Hadoop Introduction: Using Hadoop for Sequential Monte Carlo (Particle Filter) Parameter Estimation

Hadoop Introduction: Using Hadoop for Sequential Monte Carlo (Particle Filter) Parameter Estimation

Recently, I have become interested in parameter estimation for sequential Monte Carlo (SMC) methods (primarily, but not exclusively, particle filters), due to writing about them for my forthcoming book (obligatory plug – sorry). And I’ve also become interested in learning about Hadoop (an interest not uncorrelated to my current job search in the SF Bay area). So, I thought to myself, why not combine these interests into a single fun and exciting project!

This seemed like a good practice problem because:

  • It involves a real algorithm that I am interested in, understand well and have recently written about
  • Particle filters (and online parameter estimation) lend themselves (to some extent) to formulation in the MapReduce paradigm
  • It’s computationally demanding for big data sets, so someone might actually be interested in this (e.g. in the data assimilation community for things like weather and climate models)

Now let’s see how this turns out…  See parts I, II, III and IV.

Why Hadoop?

Well, why not?  Everyone is doing it!  But seriously, in some ways Hadoop doesn’t seem like an obvious platform choice for implementing PFs because in most cases the ‘weight’ of the Hadoop infrastructure is large compared to the amount of processing required in most PF applications for a particle or group of particles.  By weight, I mean all the overheads associated with dividing jobs up, farming them off to nodes, running mappers on them, gathering their output together and then ‘reducing’ it to something useful.  And this is true, the scale of most PFs is clearly much smaller than the sort of things that Hadoop can be used for.
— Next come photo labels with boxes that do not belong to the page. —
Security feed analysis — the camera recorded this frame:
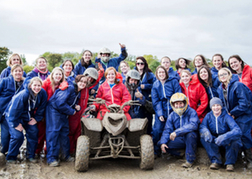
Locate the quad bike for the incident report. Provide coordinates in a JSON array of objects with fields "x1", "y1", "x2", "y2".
[{"x1": 75, "y1": 98, "x2": 154, "y2": 172}]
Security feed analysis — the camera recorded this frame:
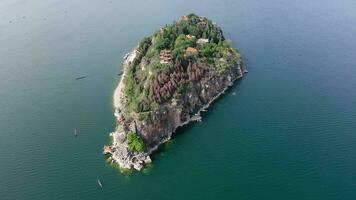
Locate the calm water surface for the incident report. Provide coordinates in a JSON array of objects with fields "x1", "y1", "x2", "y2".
[{"x1": 0, "y1": 0, "x2": 356, "y2": 200}]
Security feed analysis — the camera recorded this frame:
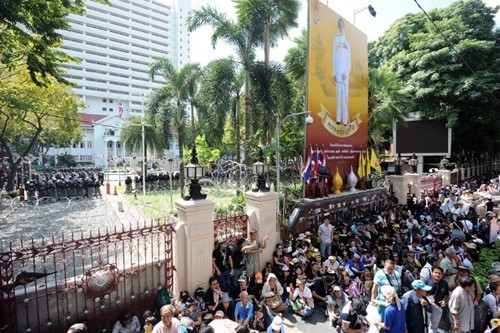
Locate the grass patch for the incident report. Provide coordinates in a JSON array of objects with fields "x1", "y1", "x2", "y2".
[{"x1": 118, "y1": 185, "x2": 240, "y2": 219}]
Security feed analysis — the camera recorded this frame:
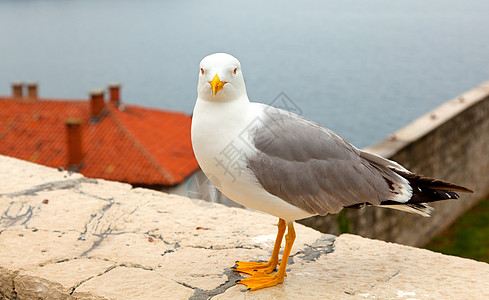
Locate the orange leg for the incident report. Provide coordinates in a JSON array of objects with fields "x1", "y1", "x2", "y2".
[
  {"x1": 237, "y1": 223, "x2": 295, "y2": 290},
  {"x1": 233, "y1": 219, "x2": 287, "y2": 274}
]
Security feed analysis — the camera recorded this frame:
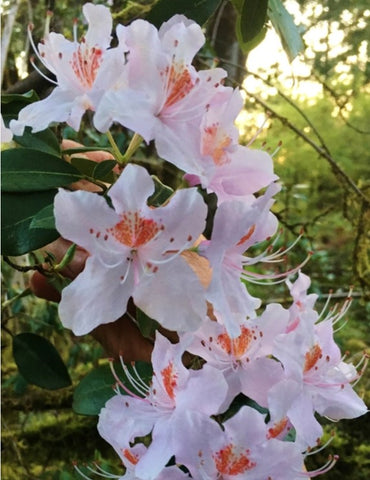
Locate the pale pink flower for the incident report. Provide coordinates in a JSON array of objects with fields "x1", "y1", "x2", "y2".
[
  {"x1": 185, "y1": 88, "x2": 278, "y2": 203},
  {"x1": 187, "y1": 304, "x2": 289, "y2": 410},
  {"x1": 0, "y1": 115, "x2": 13, "y2": 143},
  {"x1": 269, "y1": 319, "x2": 367, "y2": 447},
  {"x1": 75, "y1": 443, "x2": 189, "y2": 480},
  {"x1": 98, "y1": 332, "x2": 227, "y2": 480},
  {"x1": 286, "y1": 271, "x2": 319, "y2": 331},
  {"x1": 188, "y1": 406, "x2": 304, "y2": 480},
  {"x1": 10, "y1": 3, "x2": 124, "y2": 135},
  {"x1": 55, "y1": 164, "x2": 207, "y2": 335},
  {"x1": 199, "y1": 184, "x2": 280, "y2": 337}
]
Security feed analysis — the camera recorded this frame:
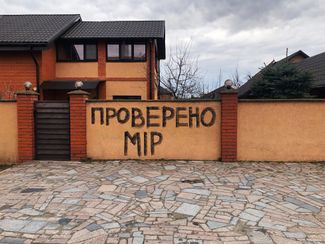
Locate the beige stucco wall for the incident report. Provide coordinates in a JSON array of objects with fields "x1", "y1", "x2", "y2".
[
  {"x1": 0, "y1": 102, "x2": 18, "y2": 164},
  {"x1": 106, "y1": 62, "x2": 147, "y2": 78},
  {"x1": 238, "y1": 102, "x2": 325, "y2": 161},
  {"x1": 106, "y1": 80, "x2": 147, "y2": 100},
  {"x1": 87, "y1": 101, "x2": 220, "y2": 160},
  {"x1": 56, "y1": 62, "x2": 98, "y2": 78}
]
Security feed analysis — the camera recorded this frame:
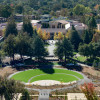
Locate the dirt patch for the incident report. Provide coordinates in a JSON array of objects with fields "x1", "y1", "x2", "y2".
[{"x1": 0, "y1": 67, "x2": 17, "y2": 76}]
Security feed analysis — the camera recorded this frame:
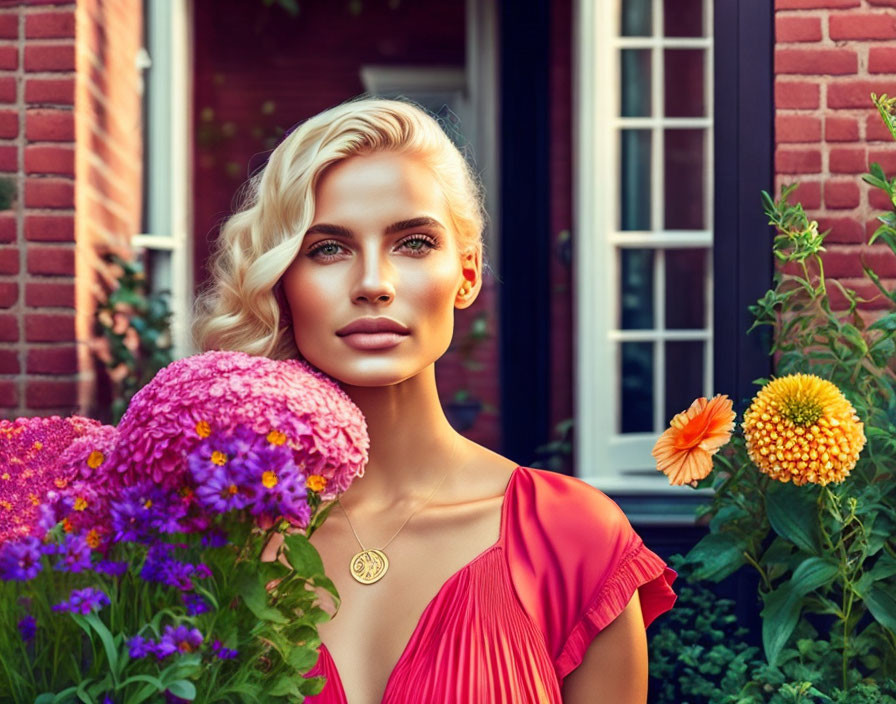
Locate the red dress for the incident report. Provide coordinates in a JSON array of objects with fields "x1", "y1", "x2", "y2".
[{"x1": 305, "y1": 466, "x2": 677, "y2": 704}]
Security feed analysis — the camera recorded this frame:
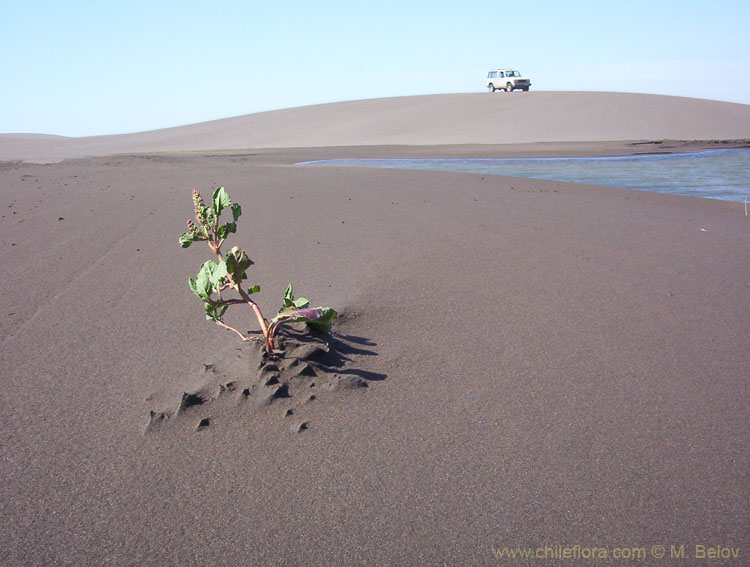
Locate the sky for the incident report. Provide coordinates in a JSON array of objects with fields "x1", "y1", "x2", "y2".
[{"x1": 0, "y1": 0, "x2": 750, "y2": 136}]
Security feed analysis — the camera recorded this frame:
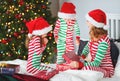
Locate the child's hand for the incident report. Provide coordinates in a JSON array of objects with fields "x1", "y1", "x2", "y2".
[
  {"x1": 70, "y1": 61, "x2": 79, "y2": 68},
  {"x1": 76, "y1": 39, "x2": 80, "y2": 45},
  {"x1": 55, "y1": 37, "x2": 58, "y2": 43},
  {"x1": 43, "y1": 38, "x2": 48, "y2": 45}
]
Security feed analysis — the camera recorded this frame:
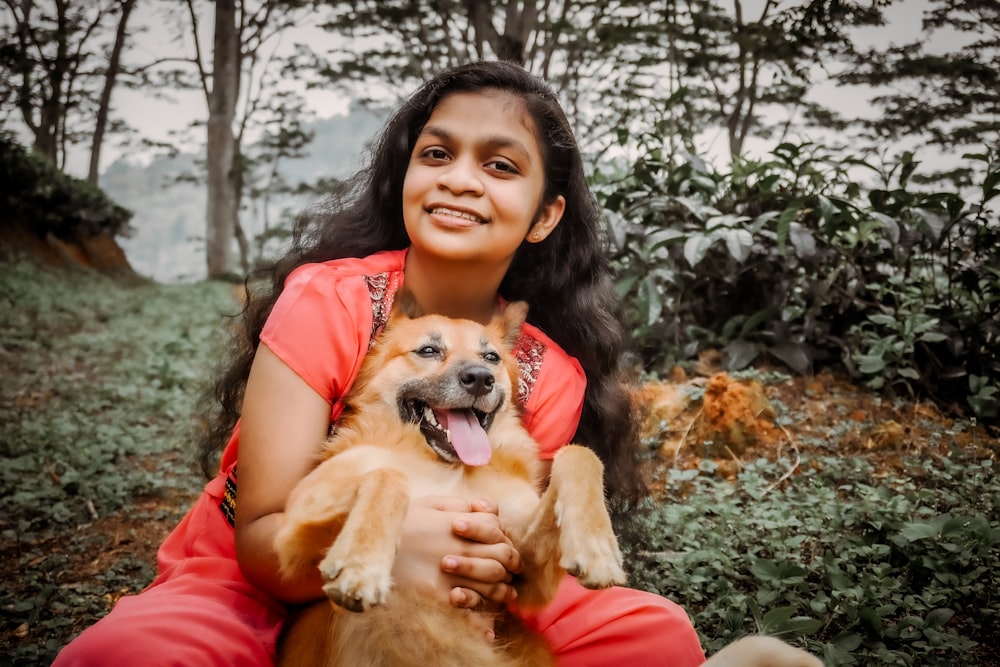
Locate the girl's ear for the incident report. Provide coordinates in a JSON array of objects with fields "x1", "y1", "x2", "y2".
[
  {"x1": 391, "y1": 287, "x2": 423, "y2": 320},
  {"x1": 527, "y1": 195, "x2": 566, "y2": 243}
]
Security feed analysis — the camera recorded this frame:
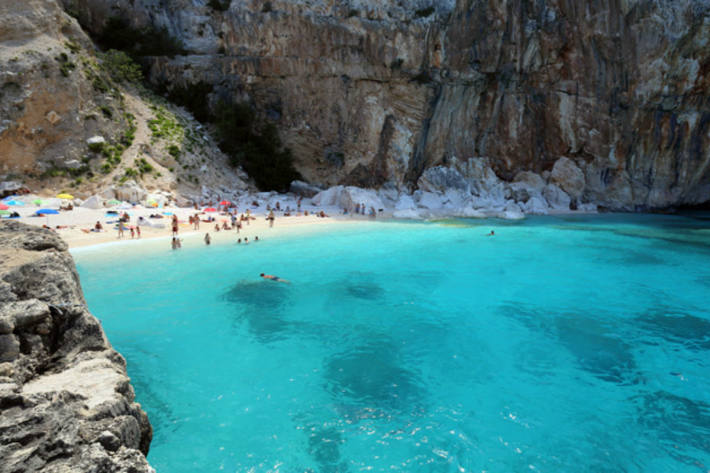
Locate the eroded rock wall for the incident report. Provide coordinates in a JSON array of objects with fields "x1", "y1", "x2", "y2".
[
  {"x1": 0, "y1": 0, "x2": 127, "y2": 177},
  {"x1": 63, "y1": 0, "x2": 710, "y2": 210},
  {"x1": 0, "y1": 222, "x2": 153, "y2": 473}
]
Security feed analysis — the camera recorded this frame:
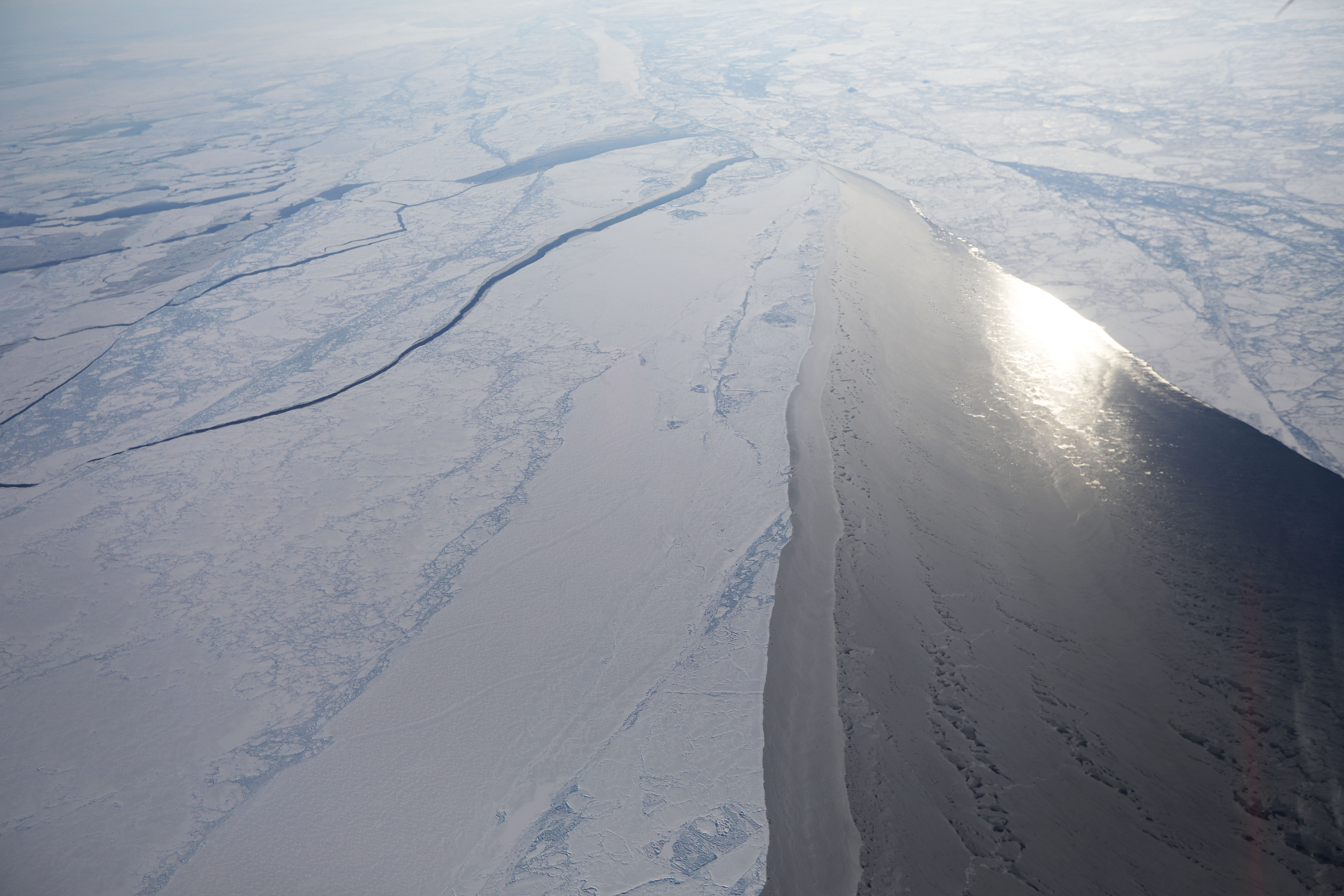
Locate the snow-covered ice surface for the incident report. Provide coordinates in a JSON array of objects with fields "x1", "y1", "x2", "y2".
[{"x1": 0, "y1": 0, "x2": 1344, "y2": 893}]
But this need not always be true.  There are some very big PF systems being used for, for example, data assimilation in fluid modelling (i.e. taking data from sensors and incorporating it into existing models) for things like climate and weather modelling.  Because PFs can struggle with high-dimensional systems, a lot of effort is made in these to make sure that the particles are ‘good’, which requires a lot of computation to simulate very complicated stochastic systems.  Furthermore, these filters do require serious computational resources, and are often run on supercomputers.  So maybe there is a real application out there for this sort of filter.

More importantly (in terms of my motivation for this project), I wanted to gain at least a passing familiarity with this technology, which has become increasingly important in the data processing and large scale machine learning worlds in recent years.